What best describes the interplay of memory and confession in the novel?

Explanation:
Memory and confession in the novel work together to complicate what counts as the truth. The narrator’s recollection is tinted by guilt, nostalgia, and a desire to make sense of a painful friendship, so memory alone doesn’t establish what actually happened. When Gene finally confesses that he caused Finny’s fall, the admission exposes Gene’s guilt in a way that memory alone could not; it shifts the reader from a remembered version of events to a disclosed one. Finny’s response—refusing to accept that Gene harmed him—shows how memory can be selective and protective. Finny’s memory of their bond and of the accident is filtered through pride and denial, so he rejects the idea that his fall was a deliberate act by Gene. This contrast demonstrates that memory is not an objective record but a subjective reconstruction shaped by emotion and allegiance. So, the best description is that Gene’s confession reveals guilt, while Finny denies, highlighting memory as unreliable and subject to interpretation rather than as a straightforward, unquestioned truth.

Memory and confession in the novel work together to complicate what counts as the truth. The narrator’s recollection is tinted by guilt, nostalgia, and a desire to make sense of a painful friendship, so memory alone doesn’t establish what actually happened.
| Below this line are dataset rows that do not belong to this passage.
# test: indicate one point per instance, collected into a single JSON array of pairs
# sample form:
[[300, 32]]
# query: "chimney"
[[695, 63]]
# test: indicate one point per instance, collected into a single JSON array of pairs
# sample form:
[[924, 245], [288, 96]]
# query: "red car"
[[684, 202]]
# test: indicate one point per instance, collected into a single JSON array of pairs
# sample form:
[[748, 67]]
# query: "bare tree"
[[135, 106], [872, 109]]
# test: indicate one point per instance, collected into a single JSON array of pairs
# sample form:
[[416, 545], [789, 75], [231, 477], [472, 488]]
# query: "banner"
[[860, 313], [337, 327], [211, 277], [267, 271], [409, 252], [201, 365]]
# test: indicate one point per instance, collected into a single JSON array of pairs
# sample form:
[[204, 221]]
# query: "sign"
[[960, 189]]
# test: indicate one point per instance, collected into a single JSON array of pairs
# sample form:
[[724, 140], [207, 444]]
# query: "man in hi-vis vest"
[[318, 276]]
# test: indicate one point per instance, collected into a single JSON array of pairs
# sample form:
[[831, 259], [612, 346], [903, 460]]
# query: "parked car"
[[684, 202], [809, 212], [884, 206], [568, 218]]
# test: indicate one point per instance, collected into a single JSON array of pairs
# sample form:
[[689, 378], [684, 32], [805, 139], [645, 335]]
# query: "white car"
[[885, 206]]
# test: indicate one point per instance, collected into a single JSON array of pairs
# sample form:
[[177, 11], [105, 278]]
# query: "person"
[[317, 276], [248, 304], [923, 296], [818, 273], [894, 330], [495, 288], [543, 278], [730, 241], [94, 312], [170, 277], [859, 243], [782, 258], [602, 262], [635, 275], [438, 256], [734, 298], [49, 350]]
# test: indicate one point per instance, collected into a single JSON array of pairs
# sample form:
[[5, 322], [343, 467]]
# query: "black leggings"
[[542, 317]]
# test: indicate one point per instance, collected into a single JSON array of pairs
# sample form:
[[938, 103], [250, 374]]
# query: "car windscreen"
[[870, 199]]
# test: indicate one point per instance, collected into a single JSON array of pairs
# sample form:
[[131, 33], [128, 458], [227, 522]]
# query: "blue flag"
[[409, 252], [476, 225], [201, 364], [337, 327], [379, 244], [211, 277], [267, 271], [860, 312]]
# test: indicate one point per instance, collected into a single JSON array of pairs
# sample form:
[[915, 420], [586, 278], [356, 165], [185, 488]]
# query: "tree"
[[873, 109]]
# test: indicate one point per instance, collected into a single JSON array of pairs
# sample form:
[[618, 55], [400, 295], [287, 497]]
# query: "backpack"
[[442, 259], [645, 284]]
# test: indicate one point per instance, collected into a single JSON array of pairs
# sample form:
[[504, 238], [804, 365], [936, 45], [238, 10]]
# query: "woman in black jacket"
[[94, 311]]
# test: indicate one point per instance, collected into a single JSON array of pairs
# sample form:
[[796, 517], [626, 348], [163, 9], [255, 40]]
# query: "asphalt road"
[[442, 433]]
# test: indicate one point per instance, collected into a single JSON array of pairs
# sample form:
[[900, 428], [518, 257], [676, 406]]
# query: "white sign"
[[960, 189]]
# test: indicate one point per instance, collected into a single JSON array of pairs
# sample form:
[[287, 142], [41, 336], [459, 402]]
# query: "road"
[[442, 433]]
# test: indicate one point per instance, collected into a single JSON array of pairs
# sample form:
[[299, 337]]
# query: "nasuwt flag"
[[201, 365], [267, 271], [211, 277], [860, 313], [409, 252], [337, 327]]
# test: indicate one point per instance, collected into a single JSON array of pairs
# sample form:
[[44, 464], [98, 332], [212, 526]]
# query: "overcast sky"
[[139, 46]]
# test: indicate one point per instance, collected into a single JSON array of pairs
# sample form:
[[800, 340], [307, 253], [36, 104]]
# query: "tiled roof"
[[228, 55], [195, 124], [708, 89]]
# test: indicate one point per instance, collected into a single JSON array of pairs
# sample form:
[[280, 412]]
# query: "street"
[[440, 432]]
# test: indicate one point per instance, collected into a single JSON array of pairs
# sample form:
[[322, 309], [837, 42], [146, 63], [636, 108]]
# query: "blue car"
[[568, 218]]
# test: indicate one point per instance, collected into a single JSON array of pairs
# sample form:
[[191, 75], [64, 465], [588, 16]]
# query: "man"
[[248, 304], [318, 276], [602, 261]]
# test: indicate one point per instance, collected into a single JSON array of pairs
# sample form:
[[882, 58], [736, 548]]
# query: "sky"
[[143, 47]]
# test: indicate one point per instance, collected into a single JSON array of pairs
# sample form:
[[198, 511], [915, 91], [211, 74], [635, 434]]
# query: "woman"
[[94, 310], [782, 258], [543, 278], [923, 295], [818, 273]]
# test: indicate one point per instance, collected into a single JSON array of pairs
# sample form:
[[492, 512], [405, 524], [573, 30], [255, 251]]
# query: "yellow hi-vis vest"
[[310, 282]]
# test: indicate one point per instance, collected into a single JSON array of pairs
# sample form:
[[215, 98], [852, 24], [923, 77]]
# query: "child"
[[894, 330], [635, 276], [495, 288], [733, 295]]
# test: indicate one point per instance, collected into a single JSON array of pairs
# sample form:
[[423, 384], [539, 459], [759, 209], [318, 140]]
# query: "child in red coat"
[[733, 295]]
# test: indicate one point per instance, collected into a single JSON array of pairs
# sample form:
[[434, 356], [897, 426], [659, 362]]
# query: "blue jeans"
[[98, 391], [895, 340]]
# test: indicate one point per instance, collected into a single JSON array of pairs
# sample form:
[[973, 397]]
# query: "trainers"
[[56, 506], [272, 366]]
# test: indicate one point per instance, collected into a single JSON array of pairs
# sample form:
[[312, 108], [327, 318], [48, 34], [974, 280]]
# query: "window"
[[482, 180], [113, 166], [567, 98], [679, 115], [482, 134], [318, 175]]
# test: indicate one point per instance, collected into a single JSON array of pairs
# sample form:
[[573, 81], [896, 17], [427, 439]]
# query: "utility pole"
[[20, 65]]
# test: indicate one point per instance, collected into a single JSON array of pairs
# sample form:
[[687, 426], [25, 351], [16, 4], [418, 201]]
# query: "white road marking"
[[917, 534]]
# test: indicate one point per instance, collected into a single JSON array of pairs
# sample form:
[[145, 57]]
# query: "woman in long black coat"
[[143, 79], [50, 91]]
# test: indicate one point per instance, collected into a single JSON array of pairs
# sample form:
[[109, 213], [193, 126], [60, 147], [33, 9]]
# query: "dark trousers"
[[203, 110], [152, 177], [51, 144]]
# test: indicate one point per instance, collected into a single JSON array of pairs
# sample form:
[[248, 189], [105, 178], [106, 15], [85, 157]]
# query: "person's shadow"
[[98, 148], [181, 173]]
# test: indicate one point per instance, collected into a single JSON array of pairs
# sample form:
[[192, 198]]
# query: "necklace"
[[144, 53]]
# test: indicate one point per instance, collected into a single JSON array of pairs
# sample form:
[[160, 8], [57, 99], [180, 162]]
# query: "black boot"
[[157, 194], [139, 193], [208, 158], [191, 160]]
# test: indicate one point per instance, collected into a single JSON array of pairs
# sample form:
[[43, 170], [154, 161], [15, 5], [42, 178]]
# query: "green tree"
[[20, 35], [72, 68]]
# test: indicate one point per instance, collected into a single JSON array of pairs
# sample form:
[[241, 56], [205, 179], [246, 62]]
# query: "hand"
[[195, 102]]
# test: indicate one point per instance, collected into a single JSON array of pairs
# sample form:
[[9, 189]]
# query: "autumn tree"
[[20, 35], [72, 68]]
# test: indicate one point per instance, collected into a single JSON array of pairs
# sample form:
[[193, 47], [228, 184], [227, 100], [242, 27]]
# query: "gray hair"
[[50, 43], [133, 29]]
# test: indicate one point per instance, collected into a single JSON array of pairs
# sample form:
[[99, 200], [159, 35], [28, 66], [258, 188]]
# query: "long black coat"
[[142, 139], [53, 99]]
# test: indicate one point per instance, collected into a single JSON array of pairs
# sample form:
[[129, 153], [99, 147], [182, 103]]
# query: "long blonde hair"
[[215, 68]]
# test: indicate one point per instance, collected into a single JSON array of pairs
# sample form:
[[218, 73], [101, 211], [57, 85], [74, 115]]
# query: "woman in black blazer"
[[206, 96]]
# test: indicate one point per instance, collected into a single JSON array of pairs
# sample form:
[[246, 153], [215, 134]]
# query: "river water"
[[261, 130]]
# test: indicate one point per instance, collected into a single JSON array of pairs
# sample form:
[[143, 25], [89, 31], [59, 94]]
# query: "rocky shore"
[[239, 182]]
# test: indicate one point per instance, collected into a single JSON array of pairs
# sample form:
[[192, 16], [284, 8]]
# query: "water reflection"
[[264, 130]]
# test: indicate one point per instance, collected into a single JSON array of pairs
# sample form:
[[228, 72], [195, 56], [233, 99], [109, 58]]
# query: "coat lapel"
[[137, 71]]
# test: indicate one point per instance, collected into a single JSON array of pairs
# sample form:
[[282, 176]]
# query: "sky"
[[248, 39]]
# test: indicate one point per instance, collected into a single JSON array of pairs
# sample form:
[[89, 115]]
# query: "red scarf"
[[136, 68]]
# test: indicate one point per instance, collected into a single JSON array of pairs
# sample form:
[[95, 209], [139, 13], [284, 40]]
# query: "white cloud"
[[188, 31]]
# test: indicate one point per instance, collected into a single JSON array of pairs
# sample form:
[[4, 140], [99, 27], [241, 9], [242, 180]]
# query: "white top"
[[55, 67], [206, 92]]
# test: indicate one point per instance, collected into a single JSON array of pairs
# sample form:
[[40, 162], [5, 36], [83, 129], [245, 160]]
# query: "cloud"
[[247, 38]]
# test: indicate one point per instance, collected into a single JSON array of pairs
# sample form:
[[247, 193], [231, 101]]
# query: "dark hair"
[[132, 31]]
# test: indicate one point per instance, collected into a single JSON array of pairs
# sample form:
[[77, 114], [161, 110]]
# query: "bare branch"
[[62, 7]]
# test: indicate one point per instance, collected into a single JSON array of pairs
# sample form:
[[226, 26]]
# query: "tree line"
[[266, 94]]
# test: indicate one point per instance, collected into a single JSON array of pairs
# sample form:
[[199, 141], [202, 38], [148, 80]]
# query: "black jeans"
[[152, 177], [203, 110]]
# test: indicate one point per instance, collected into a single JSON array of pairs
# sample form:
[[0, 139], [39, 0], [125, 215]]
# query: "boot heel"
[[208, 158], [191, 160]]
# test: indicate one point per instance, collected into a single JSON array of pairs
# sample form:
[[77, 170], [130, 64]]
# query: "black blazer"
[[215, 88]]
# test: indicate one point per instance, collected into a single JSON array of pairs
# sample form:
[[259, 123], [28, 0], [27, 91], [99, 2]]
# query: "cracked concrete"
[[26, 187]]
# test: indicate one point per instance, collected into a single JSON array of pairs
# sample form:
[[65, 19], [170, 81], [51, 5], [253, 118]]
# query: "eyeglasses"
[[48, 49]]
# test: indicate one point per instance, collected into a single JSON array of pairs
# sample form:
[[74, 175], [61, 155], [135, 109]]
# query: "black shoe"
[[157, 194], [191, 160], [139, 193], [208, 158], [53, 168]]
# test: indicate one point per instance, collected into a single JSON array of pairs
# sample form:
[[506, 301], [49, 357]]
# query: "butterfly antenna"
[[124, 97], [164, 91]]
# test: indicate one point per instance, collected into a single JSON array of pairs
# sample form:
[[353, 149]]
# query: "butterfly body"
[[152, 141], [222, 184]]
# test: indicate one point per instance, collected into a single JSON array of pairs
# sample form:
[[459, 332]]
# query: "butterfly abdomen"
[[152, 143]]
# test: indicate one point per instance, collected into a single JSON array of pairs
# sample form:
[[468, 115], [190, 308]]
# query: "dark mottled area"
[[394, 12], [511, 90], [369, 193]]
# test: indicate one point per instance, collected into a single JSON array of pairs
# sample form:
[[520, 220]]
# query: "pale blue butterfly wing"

When Gene finally confesses that he caused Finny’s fall, the admission exposes Gene’s guilt in a way that memory alone could not; it shifts the reader from a remembered version of events to a disclosed one.

Finny’s response—refusing to accept that Gene harmed him—shows how memory can be selective and protective. Finny’s memory of their bond and of the accident is filtered through pride and denial, so he rejects the idea that his fall was a deliberate act by Gene. This contrast demonstrates that memory is not an objective record but a subjective reconstruction shaped by emotion and allegiance.

So, the best description is that Gene’s confession reveals guilt, while Finny denies, highlighting memory as unreliable and subject to interpretation rather than as a straightforward, unquestioned truth.